A classic whodunit 
Shalini Rawat

The Menagerie and other Byomkesh Bakshi Mysteries
Saradindu Bandyopadhyay
Translated by Sreejata Guha
Penguin. Rs 295 Pages 315

When Saradindu Bandyopadhyay created Byomkesh Bakshi’s character in 1932, little did he expect him to become so popular that almost a century later a translation of his work would be so welcome. The detective branch of fiction was rather looked down upon in those days. But as is true for the Indian psyche which gravitates towards most things termed ‘commercial’ topped with a little masala, this indigenised version of Sherlock Holmes too, was soon lapped up.

Detective fiction counts amongst the most successful literary products that the metropolitan west has exported to the world periphery. Between the end of the 19th century and the outbreak of World War II the genre acquired a global presence – both in the form of translations of existing works such as the Sherlock Holmes stories, and in the form of numerous indigenous adaptations. This kind of literature represented a prime example of the mass-produced and mass-circulated print entertainment that was part and parcel of the emergence of mass consumption as a social form. Detective fiction was, thus, both a carrier and an expression of modernity.

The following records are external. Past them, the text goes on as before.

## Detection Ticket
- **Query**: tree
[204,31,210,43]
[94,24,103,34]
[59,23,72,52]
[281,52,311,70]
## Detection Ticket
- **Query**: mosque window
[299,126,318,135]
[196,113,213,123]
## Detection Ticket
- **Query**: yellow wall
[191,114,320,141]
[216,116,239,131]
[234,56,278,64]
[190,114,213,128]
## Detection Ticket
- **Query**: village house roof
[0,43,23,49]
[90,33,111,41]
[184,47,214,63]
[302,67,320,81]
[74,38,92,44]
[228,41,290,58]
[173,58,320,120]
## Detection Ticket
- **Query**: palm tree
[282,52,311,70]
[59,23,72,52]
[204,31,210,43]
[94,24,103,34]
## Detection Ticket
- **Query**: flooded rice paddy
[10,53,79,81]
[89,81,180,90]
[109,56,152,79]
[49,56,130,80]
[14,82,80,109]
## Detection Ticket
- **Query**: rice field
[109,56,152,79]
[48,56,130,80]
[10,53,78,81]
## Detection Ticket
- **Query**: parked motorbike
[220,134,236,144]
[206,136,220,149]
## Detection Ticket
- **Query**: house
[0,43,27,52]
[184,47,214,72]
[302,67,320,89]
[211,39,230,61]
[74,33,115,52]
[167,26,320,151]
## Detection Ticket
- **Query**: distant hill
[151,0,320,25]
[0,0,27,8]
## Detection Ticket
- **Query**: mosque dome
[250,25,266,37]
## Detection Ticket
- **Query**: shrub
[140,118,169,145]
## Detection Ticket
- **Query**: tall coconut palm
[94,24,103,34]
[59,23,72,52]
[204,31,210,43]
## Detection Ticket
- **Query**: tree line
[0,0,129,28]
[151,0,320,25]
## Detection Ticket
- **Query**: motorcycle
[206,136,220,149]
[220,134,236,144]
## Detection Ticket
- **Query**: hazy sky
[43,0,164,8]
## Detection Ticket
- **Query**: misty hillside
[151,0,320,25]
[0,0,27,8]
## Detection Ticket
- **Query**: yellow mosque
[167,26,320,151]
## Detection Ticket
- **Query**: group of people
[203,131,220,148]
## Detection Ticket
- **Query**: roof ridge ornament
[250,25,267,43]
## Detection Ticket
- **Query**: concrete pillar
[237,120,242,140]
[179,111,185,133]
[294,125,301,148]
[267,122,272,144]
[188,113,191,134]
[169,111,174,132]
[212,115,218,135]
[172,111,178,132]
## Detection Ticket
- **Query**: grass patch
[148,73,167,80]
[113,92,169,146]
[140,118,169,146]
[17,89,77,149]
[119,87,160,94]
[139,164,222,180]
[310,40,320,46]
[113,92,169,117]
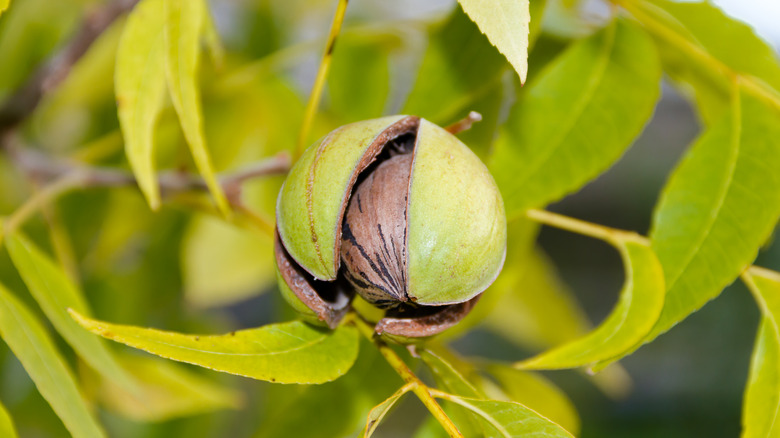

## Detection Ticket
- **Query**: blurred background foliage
[0,0,780,437]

The principles of scientific enquiry permeate the genre throughout, not just in terms of the ubiquitous magnifying glasses, finger-prints and assorted scientific apparatuses, but in terms of the subject matter itself — the fact that it is possible to make sense of an increasingly confusing world by uncovering hidden causal connections through rational enquiry.

When we speak of the neglected literatures of a forgotten age, it is often observed that we depend upon lesser writers to give the genre its characteristic form- be it the mighty novel or our ubiquitous blog. However, Saradindu Bandyopadhyay is an exception in that he was an established writer much before he started writing the Byomkesh series. Also the stories hold a mass appeal even in this age as was demonstrated by the popularity of their televised adaptation by Basu Chatterjee starring Rajit Kapoor (of which Ms Guha, unfortunately, makes no mention)

The most important thing is that they are independent of the tag a heavyweight precursor attached to them. Written much before Satyajit Ray’s Feluda series, the mysteries captured the charm of the old world Calcutta trying to, but not yet successful in, severing the bond with the Raj. The recurrent theme, as in most adaptations, is the adventurous confrontation of a detective with a background in college education and a member of the bourgeois class, who often embodies the feudal values of bravery and izzat. The stories are saturated with the totems and fetishes of modern life, from electronic street lighting and trains to the bachelor’s residence or the new forms of male-female interaction. Saradindu’s depiction of modernity is however quite ambiguous, leaving plenty of space for non-modernist values and contradictions to flourish within the same frame.

In The Menagerie, Saradindu, instead of presenting the reader with a (prospective) villain with a nervous tic or a giveaway hunchback, gifts the reader with a set of weirdoes living in Golap Colony, where Byomkesh tries to solve the mystery of broken motor parts and the two subsequent murders. It was made into a film by Satyajit Ray. The Jewel Case is a small fast-paced narrative where the detective searches for a lost necklace. The Will That Vanished and The Quills of the Porcupine tests the abilities of the shrewd detective who manages to solve them with feline grace and click the cases shut.

Sreejata Guha deserves due praise for bringing our lost (but not forgotten) Bangla Holmes to the English reader (the only reader left worth writing or translating for.